Vroeger jaren gingen de jongens en de meisjes op Sint-Andriesavond in bende van huis tot huis, ze stonden daar dan allemaal tegelijk iets te roepen, twee, drie en nog meer malen totdat de baas of de bazin de deur opende, hen iets gaf of in t slechtste geval, hun met een bedreiging van de deur wegjaagde. Ze kregen gewoonlijk een snik, dat was een appel, of in een beter geval wat centen. Waar ze de deur niet wilde openen of waar ze helemaal niets kregen, begonnen ze te zingen of te tieren van :
Wilde niet geven, ge moogt het houden
Maar het zal er u om berouwen,
Die niet en geeft die is een beest
Dat is N
..om te meest
Wilde een meisje s nachts van hare toekomstige dromen, dan moest ze vooraleer in haar kamer te gaan, aan iemand een handvol granen, koren, rogge of gerst, dat was al gelijk, vragen.

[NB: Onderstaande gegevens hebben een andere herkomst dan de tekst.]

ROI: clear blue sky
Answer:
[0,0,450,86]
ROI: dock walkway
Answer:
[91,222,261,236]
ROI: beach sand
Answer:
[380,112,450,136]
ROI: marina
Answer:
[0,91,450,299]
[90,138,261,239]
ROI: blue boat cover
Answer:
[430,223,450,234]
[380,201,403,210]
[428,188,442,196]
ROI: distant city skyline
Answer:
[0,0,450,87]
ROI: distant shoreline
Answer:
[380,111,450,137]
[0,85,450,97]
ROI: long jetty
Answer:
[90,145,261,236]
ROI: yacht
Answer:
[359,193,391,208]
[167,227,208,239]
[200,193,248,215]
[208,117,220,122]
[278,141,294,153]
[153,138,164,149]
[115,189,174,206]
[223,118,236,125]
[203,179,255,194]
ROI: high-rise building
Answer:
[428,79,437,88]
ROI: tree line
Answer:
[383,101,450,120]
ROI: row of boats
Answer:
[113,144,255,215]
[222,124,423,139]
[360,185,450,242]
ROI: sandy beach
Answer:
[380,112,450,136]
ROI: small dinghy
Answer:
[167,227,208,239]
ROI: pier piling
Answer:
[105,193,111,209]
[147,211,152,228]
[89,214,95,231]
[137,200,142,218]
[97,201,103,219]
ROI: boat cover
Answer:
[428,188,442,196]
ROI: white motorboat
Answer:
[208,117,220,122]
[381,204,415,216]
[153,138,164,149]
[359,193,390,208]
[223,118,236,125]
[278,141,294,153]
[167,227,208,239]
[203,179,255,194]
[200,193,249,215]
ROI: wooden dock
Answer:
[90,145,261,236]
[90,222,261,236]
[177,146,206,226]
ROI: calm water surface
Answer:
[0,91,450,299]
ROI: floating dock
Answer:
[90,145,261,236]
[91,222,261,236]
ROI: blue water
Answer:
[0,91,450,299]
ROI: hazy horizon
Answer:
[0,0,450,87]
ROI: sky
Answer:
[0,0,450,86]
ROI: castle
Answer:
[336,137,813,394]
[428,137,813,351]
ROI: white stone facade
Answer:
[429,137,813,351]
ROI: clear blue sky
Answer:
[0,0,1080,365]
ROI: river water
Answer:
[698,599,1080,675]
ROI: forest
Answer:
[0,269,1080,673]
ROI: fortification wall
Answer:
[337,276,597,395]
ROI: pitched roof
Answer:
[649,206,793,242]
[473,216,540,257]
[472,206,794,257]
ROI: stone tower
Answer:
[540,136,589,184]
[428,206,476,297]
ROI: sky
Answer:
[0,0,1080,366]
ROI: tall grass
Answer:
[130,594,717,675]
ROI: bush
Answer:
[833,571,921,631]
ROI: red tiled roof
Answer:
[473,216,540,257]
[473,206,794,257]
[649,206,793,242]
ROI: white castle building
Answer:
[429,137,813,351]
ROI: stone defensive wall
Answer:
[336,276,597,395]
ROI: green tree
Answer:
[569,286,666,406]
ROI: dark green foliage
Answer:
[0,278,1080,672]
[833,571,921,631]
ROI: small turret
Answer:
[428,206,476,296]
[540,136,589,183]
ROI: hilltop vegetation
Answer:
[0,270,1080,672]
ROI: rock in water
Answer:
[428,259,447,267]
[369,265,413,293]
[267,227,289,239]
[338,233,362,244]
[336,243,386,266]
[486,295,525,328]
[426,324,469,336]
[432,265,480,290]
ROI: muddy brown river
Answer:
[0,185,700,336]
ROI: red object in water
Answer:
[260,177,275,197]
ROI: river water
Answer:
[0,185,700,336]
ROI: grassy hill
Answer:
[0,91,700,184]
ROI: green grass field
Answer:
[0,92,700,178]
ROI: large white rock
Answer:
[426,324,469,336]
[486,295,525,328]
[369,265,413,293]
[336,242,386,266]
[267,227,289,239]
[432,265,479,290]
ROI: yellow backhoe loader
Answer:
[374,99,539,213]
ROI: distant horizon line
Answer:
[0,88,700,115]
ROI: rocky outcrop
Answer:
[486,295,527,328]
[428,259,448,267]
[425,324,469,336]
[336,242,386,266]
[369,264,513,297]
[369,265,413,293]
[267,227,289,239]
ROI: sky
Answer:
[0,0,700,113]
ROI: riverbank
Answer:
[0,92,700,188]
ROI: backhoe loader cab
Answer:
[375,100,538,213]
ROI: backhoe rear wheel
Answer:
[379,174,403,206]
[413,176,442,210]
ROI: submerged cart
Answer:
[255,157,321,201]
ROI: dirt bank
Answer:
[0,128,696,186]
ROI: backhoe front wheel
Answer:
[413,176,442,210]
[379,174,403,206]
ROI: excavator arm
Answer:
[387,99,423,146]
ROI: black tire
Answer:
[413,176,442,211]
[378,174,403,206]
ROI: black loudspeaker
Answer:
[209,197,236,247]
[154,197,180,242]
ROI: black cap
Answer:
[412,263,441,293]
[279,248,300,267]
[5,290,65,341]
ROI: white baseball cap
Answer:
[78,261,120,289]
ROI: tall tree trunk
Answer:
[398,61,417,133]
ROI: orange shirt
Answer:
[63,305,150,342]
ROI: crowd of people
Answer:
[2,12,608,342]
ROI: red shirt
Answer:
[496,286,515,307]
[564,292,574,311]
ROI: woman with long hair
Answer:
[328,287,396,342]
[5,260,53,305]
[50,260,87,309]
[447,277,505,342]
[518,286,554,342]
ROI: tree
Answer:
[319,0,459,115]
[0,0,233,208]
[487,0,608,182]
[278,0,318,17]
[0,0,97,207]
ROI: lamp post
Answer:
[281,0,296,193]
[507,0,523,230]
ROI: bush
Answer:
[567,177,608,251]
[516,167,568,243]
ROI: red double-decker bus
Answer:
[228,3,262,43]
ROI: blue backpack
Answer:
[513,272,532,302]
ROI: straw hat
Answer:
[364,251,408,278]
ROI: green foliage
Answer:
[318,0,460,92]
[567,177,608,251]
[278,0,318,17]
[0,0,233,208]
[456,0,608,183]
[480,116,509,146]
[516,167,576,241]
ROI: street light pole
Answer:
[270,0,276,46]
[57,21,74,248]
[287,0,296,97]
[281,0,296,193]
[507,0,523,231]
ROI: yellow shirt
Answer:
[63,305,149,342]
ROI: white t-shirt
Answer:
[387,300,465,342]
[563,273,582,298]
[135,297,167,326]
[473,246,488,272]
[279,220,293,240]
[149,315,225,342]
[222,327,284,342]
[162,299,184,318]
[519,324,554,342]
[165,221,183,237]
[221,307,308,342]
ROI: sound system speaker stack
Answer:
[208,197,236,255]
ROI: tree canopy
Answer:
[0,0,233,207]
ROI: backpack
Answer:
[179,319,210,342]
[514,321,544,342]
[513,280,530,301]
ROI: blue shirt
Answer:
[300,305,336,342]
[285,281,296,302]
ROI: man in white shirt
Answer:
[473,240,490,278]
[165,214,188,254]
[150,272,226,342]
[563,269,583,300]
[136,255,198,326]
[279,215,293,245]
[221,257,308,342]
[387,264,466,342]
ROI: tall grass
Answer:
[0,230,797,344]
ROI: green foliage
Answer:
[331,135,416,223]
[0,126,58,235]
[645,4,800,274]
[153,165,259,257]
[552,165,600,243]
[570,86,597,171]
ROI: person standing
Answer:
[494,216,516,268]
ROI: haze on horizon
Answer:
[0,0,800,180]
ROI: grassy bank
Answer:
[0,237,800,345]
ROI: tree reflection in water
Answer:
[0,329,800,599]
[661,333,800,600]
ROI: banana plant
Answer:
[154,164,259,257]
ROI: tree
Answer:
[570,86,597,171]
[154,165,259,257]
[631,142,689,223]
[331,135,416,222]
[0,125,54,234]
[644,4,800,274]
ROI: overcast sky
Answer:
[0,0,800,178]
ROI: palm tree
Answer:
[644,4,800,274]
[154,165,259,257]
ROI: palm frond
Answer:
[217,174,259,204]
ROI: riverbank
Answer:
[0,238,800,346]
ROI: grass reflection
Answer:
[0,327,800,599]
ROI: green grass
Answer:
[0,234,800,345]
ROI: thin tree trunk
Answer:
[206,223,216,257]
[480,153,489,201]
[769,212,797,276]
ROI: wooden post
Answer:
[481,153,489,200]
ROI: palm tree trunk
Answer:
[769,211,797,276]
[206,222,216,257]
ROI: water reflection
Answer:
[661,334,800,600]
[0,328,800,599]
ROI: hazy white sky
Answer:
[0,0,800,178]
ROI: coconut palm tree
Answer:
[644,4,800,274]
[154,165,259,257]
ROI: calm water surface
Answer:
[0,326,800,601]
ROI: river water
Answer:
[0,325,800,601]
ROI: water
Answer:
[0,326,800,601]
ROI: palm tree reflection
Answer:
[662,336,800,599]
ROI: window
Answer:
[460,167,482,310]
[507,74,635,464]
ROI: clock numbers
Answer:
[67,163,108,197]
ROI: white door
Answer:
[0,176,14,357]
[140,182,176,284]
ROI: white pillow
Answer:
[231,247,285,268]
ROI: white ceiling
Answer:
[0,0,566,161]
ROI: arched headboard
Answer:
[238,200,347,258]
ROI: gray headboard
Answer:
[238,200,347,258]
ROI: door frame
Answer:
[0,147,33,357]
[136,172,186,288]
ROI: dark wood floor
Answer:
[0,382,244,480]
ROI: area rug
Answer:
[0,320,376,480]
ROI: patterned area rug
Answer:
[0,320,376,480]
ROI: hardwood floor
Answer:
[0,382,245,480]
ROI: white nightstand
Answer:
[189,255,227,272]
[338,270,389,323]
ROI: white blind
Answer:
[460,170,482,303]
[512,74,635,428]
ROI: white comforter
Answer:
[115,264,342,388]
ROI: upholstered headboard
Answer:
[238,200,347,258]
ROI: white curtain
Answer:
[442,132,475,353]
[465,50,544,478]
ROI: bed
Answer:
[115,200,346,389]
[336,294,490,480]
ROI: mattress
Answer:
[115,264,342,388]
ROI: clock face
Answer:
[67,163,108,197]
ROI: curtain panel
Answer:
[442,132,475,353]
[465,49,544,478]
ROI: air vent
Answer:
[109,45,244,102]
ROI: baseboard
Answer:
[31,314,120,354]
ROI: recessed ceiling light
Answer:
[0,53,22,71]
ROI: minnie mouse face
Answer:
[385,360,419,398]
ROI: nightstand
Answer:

Nadat ze zich ontkleed had en de lamp uitgeblazen, wierp ze met de rechter hand dat graan over haar hoofd in de richting van het bed toe, daarbij zeggende :
In Sint Andries name
Zaai ik mijne zaden;
In Sint Andries gaarde
Zal ik mijn schat afwachten
Of die schat dan ook werkelijk kwam opdagen heb ik tot vandaag nog nergens kunnen achterhalen.